Disease severity was measured with four widely accepted score systems. First, a modified CT score developed by Lund and Mackay ; the computed tomography that our patient had prior to the surgery was in support of the clinical diagnosis. Second, a modified rhinosinusitis symptom score by Lund and Kennedy  using the symptoms score that our patient had before and after treatments has shown a significant improvement after the start of treatment with the topical anti-fungal agent, such as reduction in facial pain and nasal blockage. Third, a rhinosinusitis quality of life score modified after Juniper et al. , and finally, an endoscopy score for nasal polyps developed by Malm , which has also significantly improved ethical problems as well as the financial problems that arose with the control CT at the end of the treatment (our patient could not afford the cost of the scan). The pre-operative CT scan requested took more than a month before our patient could do the scan.
Fungal infection of the paranasal sinuses is an increasingly recognized entity both in normal and immunocompromised individuals; the retroviral screening in our patient’s case was negative and our patient was not known to have diabetes mellitus. Paranasal sinus mycosis from previous studies appears to manifest as two distinct entities, a benign or non-invasive infection and the more serious invasive infection that occurs in immunocompromised individuals; the latter is characterized by its rapid onset, ability to invade tissue and destruction of tissue (in the CT findings from our patient there was also invasion of the anterior wall of the right maxillary sinus ).

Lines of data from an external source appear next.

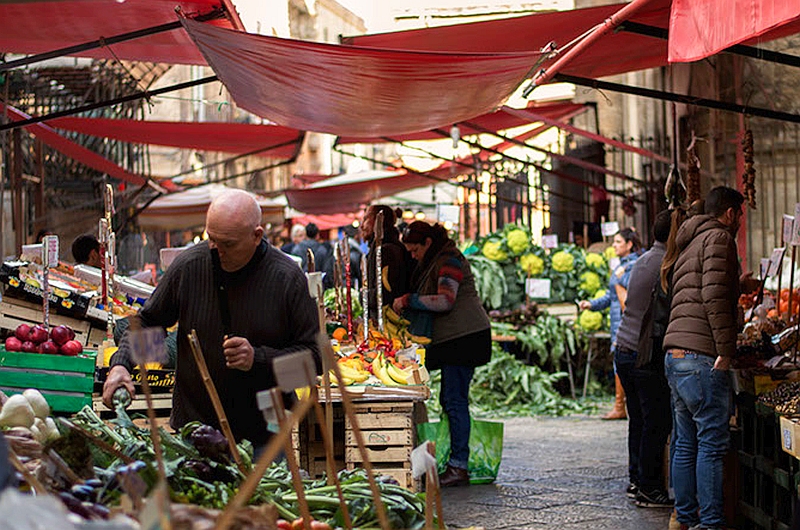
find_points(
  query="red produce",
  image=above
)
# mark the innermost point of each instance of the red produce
(48, 347)
(38, 334)
(22, 332)
(71, 348)
(61, 334)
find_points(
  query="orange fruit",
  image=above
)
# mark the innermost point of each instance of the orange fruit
(340, 334)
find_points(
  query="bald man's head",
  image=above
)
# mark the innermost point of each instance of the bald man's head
(233, 224)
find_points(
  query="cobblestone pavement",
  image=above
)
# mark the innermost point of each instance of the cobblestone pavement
(561, 473)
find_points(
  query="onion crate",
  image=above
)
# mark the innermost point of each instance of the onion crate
(66, 382)
(389, 433)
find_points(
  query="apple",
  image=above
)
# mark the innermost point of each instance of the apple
(61, 334)
(48, 347)
(38, 334)
(71, 348)
(22, 332)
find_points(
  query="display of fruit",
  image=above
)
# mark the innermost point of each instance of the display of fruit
(37, 339)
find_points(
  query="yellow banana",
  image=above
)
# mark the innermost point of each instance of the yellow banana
(394, 318)
(401, 376)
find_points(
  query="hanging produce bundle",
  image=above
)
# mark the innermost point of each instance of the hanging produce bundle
(749, 175)
(693, 192)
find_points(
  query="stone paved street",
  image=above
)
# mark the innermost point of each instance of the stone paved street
(560, 473)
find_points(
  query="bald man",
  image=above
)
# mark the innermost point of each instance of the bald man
(249, 304)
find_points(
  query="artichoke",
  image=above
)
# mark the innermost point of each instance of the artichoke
(532, 264)
(591, 320)
(563, 261)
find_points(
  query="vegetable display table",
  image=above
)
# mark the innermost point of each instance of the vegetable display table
(387, 416)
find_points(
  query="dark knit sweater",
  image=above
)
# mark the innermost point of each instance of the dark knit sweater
(269, 305)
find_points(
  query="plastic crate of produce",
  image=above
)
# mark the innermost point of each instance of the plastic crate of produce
(66, 382)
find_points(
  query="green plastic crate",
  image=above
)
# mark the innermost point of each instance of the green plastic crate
(66, 382)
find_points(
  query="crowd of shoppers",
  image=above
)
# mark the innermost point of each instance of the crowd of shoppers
(673, 347)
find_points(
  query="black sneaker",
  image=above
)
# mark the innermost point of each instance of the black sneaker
(653, 499)
(632, 490)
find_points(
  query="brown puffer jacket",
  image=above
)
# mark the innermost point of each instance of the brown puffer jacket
(705, 289)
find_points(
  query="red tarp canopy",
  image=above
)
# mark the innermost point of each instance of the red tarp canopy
(237, 138)
(75, 151)
(493, 121)
(324, 87)
(331, 197)
(699, 29)
(702, 29)
(326, 222)
(29, 27)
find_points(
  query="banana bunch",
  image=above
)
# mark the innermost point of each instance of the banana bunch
(396, 327)
(390, 374)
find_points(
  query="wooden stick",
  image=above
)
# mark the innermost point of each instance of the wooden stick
(291, 462)
(327, 441)
(102, 444)
(347, 404)
(274, 447)
(212, 393)
(37, 486)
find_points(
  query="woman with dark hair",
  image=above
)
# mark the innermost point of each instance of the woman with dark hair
(443, 288)
(626, 246)
(395, 260)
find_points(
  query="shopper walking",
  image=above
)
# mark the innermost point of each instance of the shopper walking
(700, 343)
(444, 288)
(639, 360)
(626, 246)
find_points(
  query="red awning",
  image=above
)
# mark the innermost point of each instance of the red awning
(498, 120)
(29, 27)
(330, 197)
(238, 138)
(699, 29)
(75, 151)
(617, 53)
(324, 87)
(326, 222)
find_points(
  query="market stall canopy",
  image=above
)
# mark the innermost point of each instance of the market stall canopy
(494, 121)
(187, 209)
(701, 29)
(272, 141)
(30, 27)
(77, 152)
(697, 29)
(323, 87)
(351, 192)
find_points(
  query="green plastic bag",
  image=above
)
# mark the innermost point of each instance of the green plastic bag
(485, 447)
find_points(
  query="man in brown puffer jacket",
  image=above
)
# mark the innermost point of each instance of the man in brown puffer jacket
(700, 343)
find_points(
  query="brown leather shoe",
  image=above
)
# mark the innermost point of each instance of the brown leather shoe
(454, 476)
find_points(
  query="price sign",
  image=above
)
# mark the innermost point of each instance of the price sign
(764, 267)
(775, 261)
(796, 225)
(609, 229)
(550, 241)
(50, 251)
(538, 288)
(787, 225)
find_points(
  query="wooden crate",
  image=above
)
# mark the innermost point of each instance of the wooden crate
(309, 447)
(66, 382)
(389, 436)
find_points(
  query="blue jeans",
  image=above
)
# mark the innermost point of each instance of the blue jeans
(701, 401)
(454, 398)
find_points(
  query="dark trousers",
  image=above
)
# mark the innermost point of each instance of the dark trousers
(649, 418)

With the use of systemic anti-fungal (terbinafine 250mg daily for two weeks) drugs, there was recurrence of the right facial swelling after four months as against application of flumetasone and clioquinol (double dilution) weekly for six weeks. There was no recurrent facial swelling after six months of follow-up.
In summary, use of topical anti-fungal agents for fungal sinusitis is better for patients who have had clearance or debulking of fungal debris in the sinuses, and will help minimize the toxicity associated with systemic anti-fungal agents.
Written informed consent was obtained from the patient for publication of this manuscript and any accompanying images. A copy of the written consent is available for review by the Editor-in-Chief of this journal.
We would like to acknowledge the hospital residents who also contributed to managing our patient, the pathologist who analyzed the fungal study and also our patient and his relatives, who consented to the use of the photographs for publication.